Aerosol packing (typical 400 mL can)
- Concentrate: ~220 g
- Propellant: 25–30 % w/w (LPG or DME/LPG mix; 4.5–6.0 bar @25 °C)
- Optional: N₂ headspace 2–3 bar if using pure LPG
Drying (25–30 °C, ~50% RH, ~10 µm DFT): surface 30–45 s; tack-free ~60 s; hard-dry ~5 min.
Processing order (solventborne)
- Pre-dilute lecithin 1:2 in toluene/MEK.
- Charge solvent + lecithin solution; add carbon black under high shear → full wet-in.
- Disperse to target fineness (≤10–15 µm Hegman).
- Add acrylic resin solution, plasticizer, flow additive.
- Viscosity adjust with solvent blend; fine-filter; fill with selected propellant.
Note: If storage stability shows slight settling/flocculation, add a co-dispersant 0.10–0.15 % (polyesteric wetting agent) and reduce solvent equivalently.
Calculated ratios (with lecithin counted in binder solids)
- Pigment/Binder (w/w): Pigment = 2.00; Binder = 14.00 + 1.50 + 0.50 + 0.25 = 16.25 → P/B = 0.123 (Binder/Pigment ≈ 8.1).

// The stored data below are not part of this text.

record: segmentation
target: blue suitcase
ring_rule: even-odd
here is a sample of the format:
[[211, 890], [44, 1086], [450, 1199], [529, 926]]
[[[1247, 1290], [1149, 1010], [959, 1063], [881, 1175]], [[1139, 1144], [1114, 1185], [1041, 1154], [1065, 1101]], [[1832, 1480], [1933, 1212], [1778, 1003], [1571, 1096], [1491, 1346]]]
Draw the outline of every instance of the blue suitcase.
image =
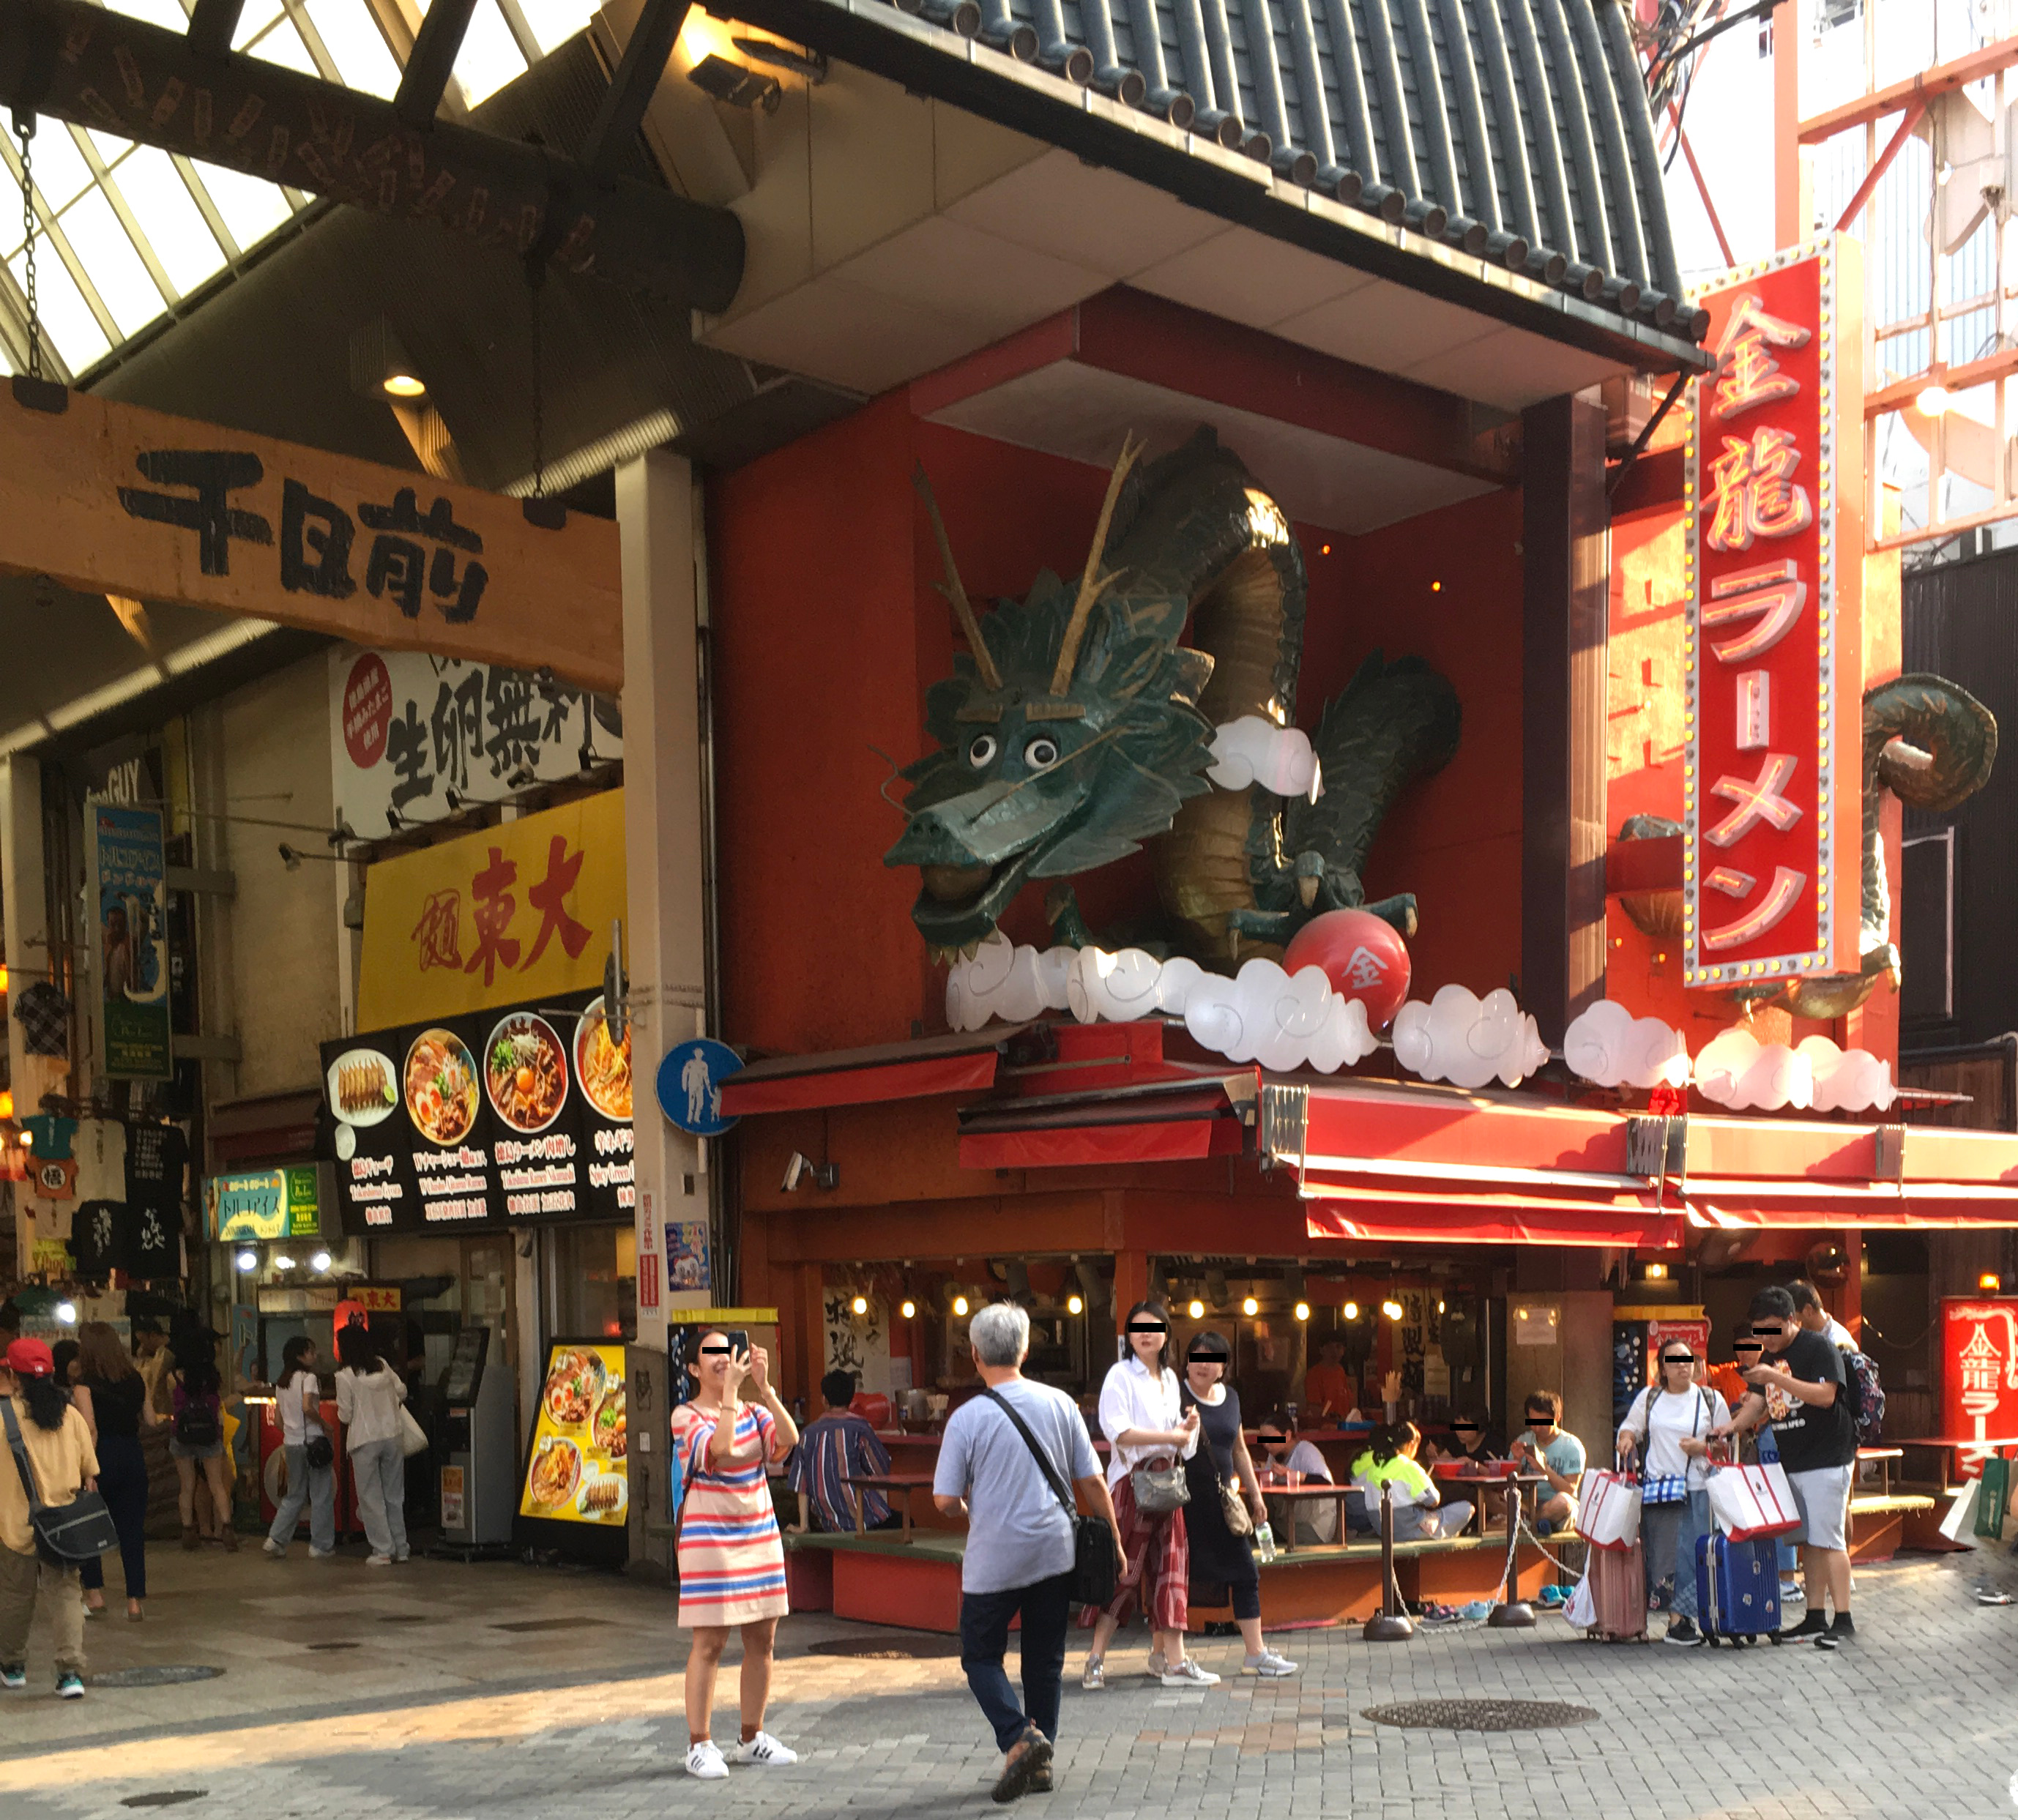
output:
[[1696, 1538], [1696, 1625], [1712, 1645], [1780, 1641], [1778, 1538]]

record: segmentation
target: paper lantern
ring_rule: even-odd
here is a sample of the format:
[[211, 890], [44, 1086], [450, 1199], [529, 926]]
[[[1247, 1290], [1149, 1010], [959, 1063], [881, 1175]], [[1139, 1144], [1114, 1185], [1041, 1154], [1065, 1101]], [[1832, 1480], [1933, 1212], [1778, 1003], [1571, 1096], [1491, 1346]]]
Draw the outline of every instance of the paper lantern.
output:
[[1322, 967], [1340, 997], [1366, 1007], [1366, 1021], [1385, 1030], [1409, 996], [1409, 947], [1391, 923], [1368, 910], [1327, 910], [1289, 938], [1282, 970]]

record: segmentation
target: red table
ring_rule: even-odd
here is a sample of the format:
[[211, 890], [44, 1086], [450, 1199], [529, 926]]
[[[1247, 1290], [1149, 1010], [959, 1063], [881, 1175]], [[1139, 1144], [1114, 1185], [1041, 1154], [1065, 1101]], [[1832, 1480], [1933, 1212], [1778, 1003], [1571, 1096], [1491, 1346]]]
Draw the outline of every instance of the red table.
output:
[[891, 1492], [903, 1500], [903, 1539], [908, 1542], [911, 1539], [911, 1493], [920, 1489], [926, 1491], [931, 1490], [932, 1475], [929, 1472], [864, 1473], [859, 1477], [849, 1478], [846, 1483], [848, 1502], [855, 1506], [856, 1535], [866, 1536], [869, 1533], [867, 1526], [862, 1521], [862, 1500], [855, 1495], [856, 1493], [859, 1491]]

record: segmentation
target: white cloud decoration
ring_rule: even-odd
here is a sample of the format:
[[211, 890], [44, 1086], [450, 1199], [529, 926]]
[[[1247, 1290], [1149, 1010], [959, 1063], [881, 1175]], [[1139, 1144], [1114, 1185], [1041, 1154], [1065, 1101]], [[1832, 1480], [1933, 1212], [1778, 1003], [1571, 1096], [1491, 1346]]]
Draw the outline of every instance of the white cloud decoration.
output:
[[1580, 1080], [1600, 1087], [1685, 1087], [1689, 1052], [1682, 1033], [1658, 1017], [1635, 1017], [1615, 999], [1600, 998], [1563, 1032], [1563, 1060]]
[[1549, 1059], [1533, 1018], [1506, 988], [1483, 998], [1445, 986], [1425, 1005], [1411, 998], [1394, 1013], [1394, 1059], [1426, 1081], [1483, 1087], [1497, 1078], [1517, 1087]]
[[1315, 803], [1324, 793], [1324, 776], [1311, 737], [1297, 728], [1278, 727], [1258, 714], [1228, 720], [1212, 736], [1212, 768], [1205, 775], [1223, 790], [1244, 790], [1259, 784], [1278, 796], [1307, 796]]
[[991, 1017], [1022, 1024], [1042, 1011], [1066, 1009], [1065, 977], [1076, 951], [1018, 948], [1000, 930], [946, 975], [946, 1022], [978, 1030]]
[[1082, 1024], [1180, 1017], [1205, 1048], [1264, 1068], [1333, 1074], [1376, 1046], [1366, 1007], [1334, 992], [1322, 967], [1292, 978], [1255, 959], [1235, 979], [1181, 957], [1159, 961], [1138, 948], [1017, 948], [1000, 931], [946, 976], [946, 1021], [978, 1030], [991, 1017], [1011, 1023], [1069, 1010]]
[[[1734, 1111], [1748, 1107], [1777, 1112], [1783, 1106], [1814, 1103], [1811, 1056], [1785, 1043], [1762, 1043], [1742, 1024], [1720, 1030], [1696, 1057], [1695, 1081], [1705, 1100]], [[1829, 1047], [1834, 1049], [1835, 1044]]]
[[1290, 974], [1258, 958], [1233, 979], [1200, 973], [1192, 980], [1184, 1028], [1230, 1061], [1315, 1068], [1323, 1074], [1364, 1060], [1376, 1046], [1366, 1007], [1334, 992], [1322, 967]]
[[1817, 1112], [1883, 1112], [1899, 1097], [1891, 1063], [1868, 1049], [1840, 1049], [1825, 1036], [1809, 1036], [1799, 1050], [1814, 1071]]

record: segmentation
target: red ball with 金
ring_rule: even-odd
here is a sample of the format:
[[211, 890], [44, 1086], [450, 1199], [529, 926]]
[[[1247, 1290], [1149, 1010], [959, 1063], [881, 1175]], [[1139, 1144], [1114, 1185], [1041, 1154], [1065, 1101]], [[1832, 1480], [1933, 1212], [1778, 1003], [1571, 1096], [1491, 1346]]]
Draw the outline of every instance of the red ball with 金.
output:
[[1322, 967], [1332, 990], [1357, 998], [1366, 1021], [1385, 1030], [1409, 996], [1409, 946], [1401, 932], [1365, 910], [1327, 910], [1289, 938], [1282, 952], [1287, 973]]

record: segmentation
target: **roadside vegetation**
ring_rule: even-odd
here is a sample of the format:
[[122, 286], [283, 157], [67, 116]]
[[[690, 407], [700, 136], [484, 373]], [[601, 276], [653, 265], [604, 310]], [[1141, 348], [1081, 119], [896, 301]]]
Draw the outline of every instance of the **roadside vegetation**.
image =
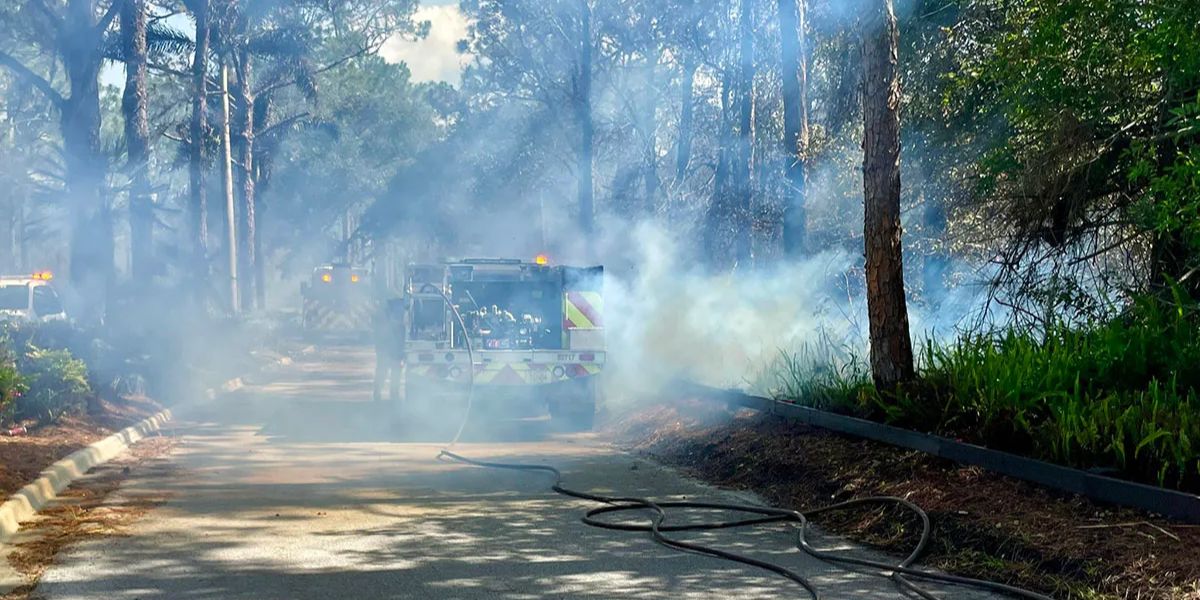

- Pigment concentration by weight (PCW): 2.00 wt%.
- Pigment-in-solids (w/w): 2.00 / (2.00 + 16.25) = 10.96 %.
- PVC: using densities CB 1.80, resin 1.17, plasticizer 1.05, lecithin 1.05, flow 0.97 g/cm³ → Vp = 1.111 cm³; Vb = 14.128 cm³ → PVC = 7.29 % (well below CPVC; high gloss expected).
QC checks: viscosity (Ford #4 20–25 s), fineness (≤15 µm), gloss (60°), jetness/tint strength, storage stability (2–4 weeks @50 °C), crosshatch adhesion (24–72 h cure).